The people behind that Aretha Franklin documentary are screening it for buyers in secret

Aux Features Film

A few days ago, we reported that Aretha Franklin had filed a lawsuit to prevent the release of Amazing Grace, a documentary about her that had apparently been cobbled together from footage that Sydney Pollack shot in the ‘70s. Franklin claims she never authorized the release of the footage, and therefore she—and the lawsuit—argue that it shouldn’t be released. Franklin and her team have also already successfully got Amazing Grace pulled from the Telluride, Toronto, and Chicago film festivals, which seemed to put any chance of it actually getting released in jeopardy.

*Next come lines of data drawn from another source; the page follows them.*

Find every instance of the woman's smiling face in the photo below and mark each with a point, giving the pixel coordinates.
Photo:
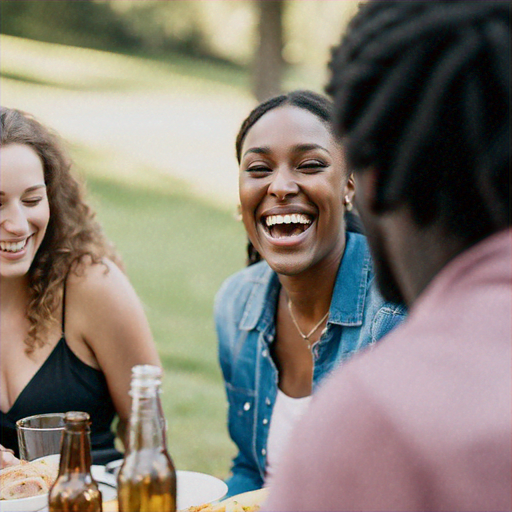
(24, 209)
(292, 183)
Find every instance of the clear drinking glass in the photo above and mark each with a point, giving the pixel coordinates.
(40, 435)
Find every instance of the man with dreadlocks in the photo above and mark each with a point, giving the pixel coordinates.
(422, 422)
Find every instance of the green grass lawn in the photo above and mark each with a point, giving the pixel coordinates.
(177, 251)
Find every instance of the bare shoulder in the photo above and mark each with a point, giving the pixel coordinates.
(98, 280)
(101, 294)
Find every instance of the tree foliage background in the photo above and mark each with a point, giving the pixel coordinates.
(266, 36)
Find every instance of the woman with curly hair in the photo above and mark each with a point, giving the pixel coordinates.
(72, 325)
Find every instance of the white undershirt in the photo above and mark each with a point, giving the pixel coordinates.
(287, 411)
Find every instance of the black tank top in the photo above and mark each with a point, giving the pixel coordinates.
(65, 383)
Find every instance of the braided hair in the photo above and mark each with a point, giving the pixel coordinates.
(313, 102)
(422, 93)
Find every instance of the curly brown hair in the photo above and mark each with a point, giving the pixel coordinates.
(72, 236)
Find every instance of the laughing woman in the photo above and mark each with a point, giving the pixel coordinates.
(286, 322)
(72, 326)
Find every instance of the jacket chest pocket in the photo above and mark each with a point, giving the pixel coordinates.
(241, 416)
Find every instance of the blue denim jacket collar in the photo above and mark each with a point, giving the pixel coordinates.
(347, 307)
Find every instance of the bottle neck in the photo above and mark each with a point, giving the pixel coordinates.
(75, 452)
(146, 429)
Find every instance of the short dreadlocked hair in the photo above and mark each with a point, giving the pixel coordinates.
(422, 94)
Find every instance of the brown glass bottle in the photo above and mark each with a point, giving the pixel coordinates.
(147, 478)
(75, 489)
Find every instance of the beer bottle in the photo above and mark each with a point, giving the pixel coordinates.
(147, 479)
(75, 489)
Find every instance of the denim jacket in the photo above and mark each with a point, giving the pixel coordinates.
(245, 308)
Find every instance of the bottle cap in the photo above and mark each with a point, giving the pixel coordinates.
(76, 419)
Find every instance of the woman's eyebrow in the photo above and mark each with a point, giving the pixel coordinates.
(309, 147)
(29, 189)
(258, 150)
(35, 187)
(299, 147)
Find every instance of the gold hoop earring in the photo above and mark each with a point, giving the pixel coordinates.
(238, 214)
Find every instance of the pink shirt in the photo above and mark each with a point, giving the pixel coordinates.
(424, 421)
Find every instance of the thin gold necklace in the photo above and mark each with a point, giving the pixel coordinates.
(306, 337)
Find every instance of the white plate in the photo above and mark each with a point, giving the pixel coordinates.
(197, 488)
(193, 488)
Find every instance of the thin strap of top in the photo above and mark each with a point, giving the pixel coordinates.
(64, 305)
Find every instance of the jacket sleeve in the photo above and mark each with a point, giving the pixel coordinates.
(244, 475)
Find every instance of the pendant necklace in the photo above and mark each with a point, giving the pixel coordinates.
(306, 337)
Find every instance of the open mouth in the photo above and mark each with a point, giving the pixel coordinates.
(289, 225)
(13, 247)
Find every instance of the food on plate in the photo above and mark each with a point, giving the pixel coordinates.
(246, 502)
(28, 479)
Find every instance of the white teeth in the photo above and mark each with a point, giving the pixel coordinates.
(13, 246)
(294, 218)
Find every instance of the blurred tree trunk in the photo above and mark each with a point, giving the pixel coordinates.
(268, 65)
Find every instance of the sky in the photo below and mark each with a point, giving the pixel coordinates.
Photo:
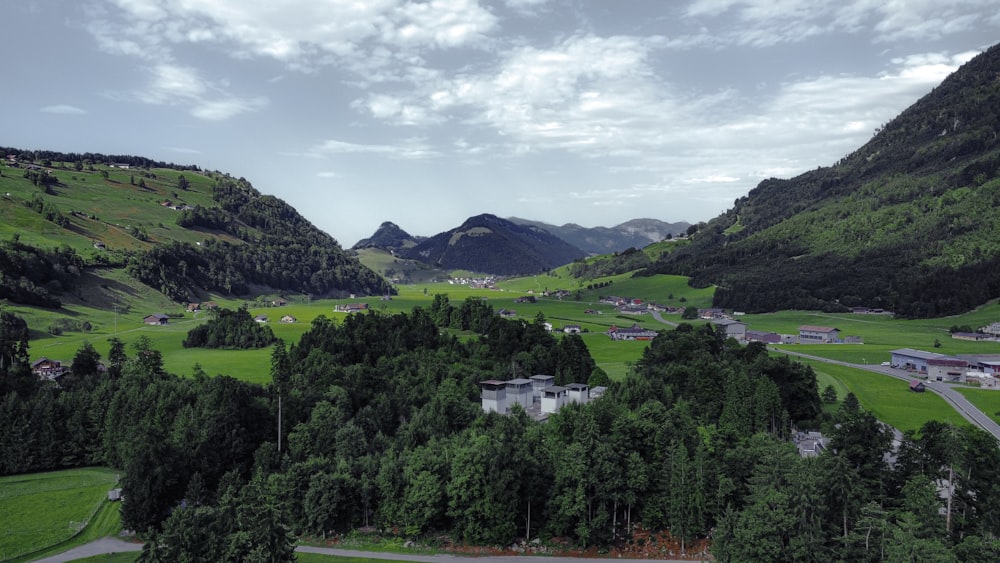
(425, 113)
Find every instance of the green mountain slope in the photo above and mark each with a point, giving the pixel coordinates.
(907, 222)
(179, 230)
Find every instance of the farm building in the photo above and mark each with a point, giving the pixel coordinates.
(914, 360)
(45, 368)
(947, 369)
(763, 336)
(733, 329)
(156, 319)
(810, 334)
(635, 332)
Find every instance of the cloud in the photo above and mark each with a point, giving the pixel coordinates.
(63, 109)
(762, 23)
(408, 149)
(304, 34)
(178, 85)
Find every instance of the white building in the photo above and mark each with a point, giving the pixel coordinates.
(577, 393)
(540, 383)
(553, 399)
(494, 395)
(520, 392)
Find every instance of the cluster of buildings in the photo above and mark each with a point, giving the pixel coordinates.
(538, 395)
(956, 369)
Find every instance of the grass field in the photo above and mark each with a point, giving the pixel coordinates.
(61, 508)
(985, 400)
(888, 398)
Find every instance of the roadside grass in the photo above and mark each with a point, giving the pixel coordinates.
(55, 511)
(985, 400)
(123, 557)
(888, 398)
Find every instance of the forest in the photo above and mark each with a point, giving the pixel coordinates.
(277, 248)
(904, 223)
(382, 429)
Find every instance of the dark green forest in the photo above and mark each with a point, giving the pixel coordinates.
(279, 249)
(905, 223)
(381, 427)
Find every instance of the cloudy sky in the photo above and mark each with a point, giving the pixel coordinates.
(427, 112)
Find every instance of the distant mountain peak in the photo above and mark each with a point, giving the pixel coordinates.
(389, 236)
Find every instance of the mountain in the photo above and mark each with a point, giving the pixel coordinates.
(180, 230)
(636, 233)
(488, 244)
(389, 236)
(907, 222)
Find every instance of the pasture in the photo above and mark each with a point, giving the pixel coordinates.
(42, 510)
(888, 398)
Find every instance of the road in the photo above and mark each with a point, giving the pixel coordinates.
(945, 390)
(114, 545)
(969, 411)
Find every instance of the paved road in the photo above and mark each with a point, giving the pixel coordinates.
(97, 547)
(113, 545)
(484, 559)
(956, 399)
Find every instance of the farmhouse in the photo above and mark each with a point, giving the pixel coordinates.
(45, 368)
(810, 334)
(989, 364)
(156, 319)
(974, 336)
(763, 336)
(351, 308)
(947, 369)
(635, 332)
(733, 329)
(913, 360)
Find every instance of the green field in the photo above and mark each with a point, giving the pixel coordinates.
(888, 398)
(41, 510)
(985, 400)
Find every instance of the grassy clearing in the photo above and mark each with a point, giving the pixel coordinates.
(888, 398)
(985, 400)
(49, 509)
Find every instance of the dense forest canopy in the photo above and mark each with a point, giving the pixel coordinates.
(905, 223)
(382, 427)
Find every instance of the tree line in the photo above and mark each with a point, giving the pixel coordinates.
(382, 427)
(280, 249)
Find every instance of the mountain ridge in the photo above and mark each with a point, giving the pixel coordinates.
(904, 223)
(488, 244)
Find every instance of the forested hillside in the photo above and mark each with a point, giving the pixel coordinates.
(488, 244)
(178, 229)
(906, 223)
(382, 428)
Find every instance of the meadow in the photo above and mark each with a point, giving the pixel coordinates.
(888, 398)
(59, 508)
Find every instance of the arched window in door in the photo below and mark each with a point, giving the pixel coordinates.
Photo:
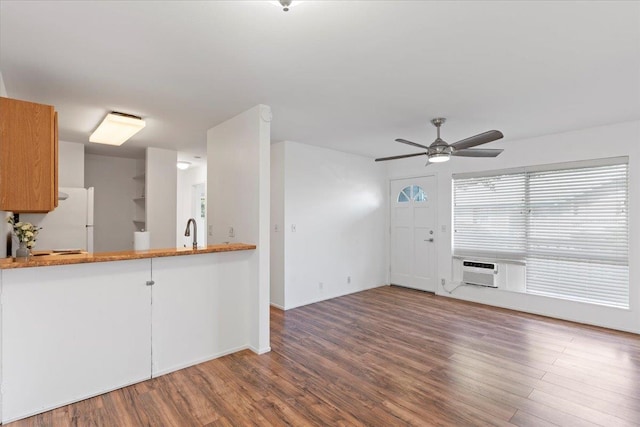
(412, 192)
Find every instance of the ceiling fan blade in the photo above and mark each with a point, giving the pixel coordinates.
(486, 152)
(403, 156)
(479, 139)
(415, 144)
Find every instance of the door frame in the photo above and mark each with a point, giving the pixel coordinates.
(437, 222)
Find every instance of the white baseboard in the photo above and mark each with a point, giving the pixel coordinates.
(198, 361)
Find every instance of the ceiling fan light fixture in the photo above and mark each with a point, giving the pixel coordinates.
(116, 128)
(439, 157)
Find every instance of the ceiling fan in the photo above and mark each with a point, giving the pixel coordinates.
(439, 151)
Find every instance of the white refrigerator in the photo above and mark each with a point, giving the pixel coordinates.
(70, 225)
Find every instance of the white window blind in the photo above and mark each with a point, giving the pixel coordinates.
(577, 245)
(489, 216)
(568, 222)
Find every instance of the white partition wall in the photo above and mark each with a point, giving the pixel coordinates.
(73, 331)
(160, 193)
(330, 210)
(206, 315)
(238, 176)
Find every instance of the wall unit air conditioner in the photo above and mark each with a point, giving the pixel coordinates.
(479, 273)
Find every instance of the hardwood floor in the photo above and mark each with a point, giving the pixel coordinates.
(392, 356)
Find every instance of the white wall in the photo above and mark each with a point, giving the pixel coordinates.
(70, 164)
(337, 203)
(277, 226)
(599, 142)
(3, 89)
(238, 196)
(112, 178)
(187, 179)
(161, 191)
(5, 229)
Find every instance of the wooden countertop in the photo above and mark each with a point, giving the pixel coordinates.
(62, 259)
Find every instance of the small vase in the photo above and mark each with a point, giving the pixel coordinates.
(23, 253)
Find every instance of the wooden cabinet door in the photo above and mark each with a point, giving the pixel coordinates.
(28, 156)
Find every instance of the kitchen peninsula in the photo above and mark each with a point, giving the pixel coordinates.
(76, 326)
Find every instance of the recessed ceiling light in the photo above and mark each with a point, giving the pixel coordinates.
(285, 4)
(116, 128)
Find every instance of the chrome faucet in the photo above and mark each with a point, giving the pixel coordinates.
(187, 232)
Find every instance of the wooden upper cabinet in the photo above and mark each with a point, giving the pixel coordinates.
(28, 156)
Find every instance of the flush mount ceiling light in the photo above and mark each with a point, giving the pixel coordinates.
(285, 4)
(116, 128)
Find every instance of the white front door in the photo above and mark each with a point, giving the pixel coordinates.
(413, 233)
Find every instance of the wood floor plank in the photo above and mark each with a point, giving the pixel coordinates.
(391, 356)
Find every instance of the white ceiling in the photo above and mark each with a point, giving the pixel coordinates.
(348, 75)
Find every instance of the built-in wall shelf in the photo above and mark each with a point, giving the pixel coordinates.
(140, 202)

However, the filmmakers are apparently not letting all of this hold them back. According to Variety, a “private screening” of Amazing Grace that was “not associated with” the Toronto Film Festival was held this weekend for representatives from Lionsgate, IFC Films, The Weinstein Company, and a handful of other movie studios interested in picking up the documentary’s distribution rights. (We assume the screening took place in one of the filmmakers’ hotel rooms, with everybody crowded around a laptop screen.) Variety notes that the existence of this screening “shows that the producers are intent on getting Amazing Grace into theaters,” but the fact that it has this lawsuit hanging over its head will most likely scare one or two of the prospective buyers off. Whether or not any of these studios do take a bite on the film, we assume we won’t know until after the legal matters are figured out.